In a perspective published in Nature Reviews Earth & Environment , Colorado State University researchers describe a management approach to prevent the uptake of arsenic, cadmium and mercury in rice grains to protect human health. They propose novel strategies that will change soil chemistry in a way that immobilizes toxic metals and prevents plant uptake.
Rice is the most important staple food for more than half of the world's population; it plays a crucial role in food security, especially in low-income, food-deficit countries. Toxic metal contamination in rice paddies threatens food security and public health.
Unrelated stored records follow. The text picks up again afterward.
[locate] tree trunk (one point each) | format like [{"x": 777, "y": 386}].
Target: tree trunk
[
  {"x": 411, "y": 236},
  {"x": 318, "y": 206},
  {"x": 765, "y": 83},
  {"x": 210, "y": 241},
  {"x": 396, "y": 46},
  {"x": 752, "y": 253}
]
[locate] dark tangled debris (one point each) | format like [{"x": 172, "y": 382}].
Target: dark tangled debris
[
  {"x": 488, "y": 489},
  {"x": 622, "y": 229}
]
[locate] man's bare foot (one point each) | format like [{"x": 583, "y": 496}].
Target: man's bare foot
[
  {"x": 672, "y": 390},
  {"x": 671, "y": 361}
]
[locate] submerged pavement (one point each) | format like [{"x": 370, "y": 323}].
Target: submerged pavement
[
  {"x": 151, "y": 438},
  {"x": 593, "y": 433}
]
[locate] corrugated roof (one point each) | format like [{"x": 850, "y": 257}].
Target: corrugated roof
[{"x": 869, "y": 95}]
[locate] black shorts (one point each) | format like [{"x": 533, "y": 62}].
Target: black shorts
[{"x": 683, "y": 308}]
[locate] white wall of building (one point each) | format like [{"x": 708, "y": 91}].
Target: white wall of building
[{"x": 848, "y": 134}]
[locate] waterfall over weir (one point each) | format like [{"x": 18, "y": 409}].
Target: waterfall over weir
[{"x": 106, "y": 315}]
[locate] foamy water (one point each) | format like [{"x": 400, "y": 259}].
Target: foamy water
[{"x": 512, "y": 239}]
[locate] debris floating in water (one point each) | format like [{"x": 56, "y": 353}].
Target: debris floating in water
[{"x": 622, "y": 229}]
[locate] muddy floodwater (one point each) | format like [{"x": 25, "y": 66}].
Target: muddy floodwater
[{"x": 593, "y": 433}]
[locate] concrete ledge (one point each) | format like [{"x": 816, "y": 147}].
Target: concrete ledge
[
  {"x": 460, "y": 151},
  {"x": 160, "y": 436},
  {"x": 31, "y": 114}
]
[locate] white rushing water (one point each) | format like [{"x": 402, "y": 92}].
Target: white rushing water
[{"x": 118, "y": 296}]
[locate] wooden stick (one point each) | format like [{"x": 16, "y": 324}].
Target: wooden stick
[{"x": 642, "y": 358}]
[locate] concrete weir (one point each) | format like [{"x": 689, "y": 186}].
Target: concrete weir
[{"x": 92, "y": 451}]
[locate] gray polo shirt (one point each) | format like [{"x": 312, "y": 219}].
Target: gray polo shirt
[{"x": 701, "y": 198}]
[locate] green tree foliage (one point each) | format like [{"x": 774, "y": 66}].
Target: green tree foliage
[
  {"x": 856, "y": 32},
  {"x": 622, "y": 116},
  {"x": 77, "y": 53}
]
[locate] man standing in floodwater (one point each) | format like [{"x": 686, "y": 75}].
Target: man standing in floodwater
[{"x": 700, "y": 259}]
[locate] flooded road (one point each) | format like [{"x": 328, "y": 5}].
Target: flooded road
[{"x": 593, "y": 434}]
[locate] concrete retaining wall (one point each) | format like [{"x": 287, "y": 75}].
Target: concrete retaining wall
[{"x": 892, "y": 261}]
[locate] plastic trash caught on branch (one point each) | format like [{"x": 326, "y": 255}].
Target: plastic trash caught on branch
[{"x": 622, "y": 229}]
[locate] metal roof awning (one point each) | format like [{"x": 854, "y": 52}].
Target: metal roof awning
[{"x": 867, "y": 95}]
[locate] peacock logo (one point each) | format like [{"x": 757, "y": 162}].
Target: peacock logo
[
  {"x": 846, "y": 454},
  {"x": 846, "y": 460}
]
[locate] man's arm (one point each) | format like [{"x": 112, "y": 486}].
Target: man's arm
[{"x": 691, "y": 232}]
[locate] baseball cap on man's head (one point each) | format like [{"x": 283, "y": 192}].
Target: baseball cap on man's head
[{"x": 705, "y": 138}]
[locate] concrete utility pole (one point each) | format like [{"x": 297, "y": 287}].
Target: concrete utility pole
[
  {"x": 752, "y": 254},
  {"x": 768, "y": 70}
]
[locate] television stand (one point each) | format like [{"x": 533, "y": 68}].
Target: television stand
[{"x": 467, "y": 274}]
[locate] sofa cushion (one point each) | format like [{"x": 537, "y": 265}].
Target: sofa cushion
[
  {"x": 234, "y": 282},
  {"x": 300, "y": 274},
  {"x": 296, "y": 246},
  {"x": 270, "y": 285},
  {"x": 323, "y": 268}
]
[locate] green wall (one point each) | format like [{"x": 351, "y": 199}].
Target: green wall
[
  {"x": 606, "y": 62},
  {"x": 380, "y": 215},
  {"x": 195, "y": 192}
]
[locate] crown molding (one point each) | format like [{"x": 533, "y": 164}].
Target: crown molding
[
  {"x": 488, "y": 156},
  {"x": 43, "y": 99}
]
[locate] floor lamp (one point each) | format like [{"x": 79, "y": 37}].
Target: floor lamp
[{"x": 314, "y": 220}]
"Arsenic, cadmium and mercury are potentially threatening the health of millions of people due to contaminated rice," said Thomas Borch, a professor of soil and crop sciences. "Our perspective article lays out a strategy to protect human health by reducing plant uptake of toxic elements via novel soil management strategies."
Intensive, expensive strategies used for heavily contaminated rice paddies – such as physical soil replacement – are not suitable for most rice paddies, which have low to moderate contamination. The researchers' strategies would prevent toxic metals from reaching the grains – the consumed portion of the plant – by stalling toxins during tillage, through chemical reactions with nutrient inputs, and by using nanomaterials to reinforce barriers at the flowering stage.
Borch co-authored the perspective paper with University Distinguished Professor Jan Leach and Sean Fettrow, a postdoctoral researcher in the Borch lab. Professor Liping Fang of the Guangdong Academy of Sciences in China is first author.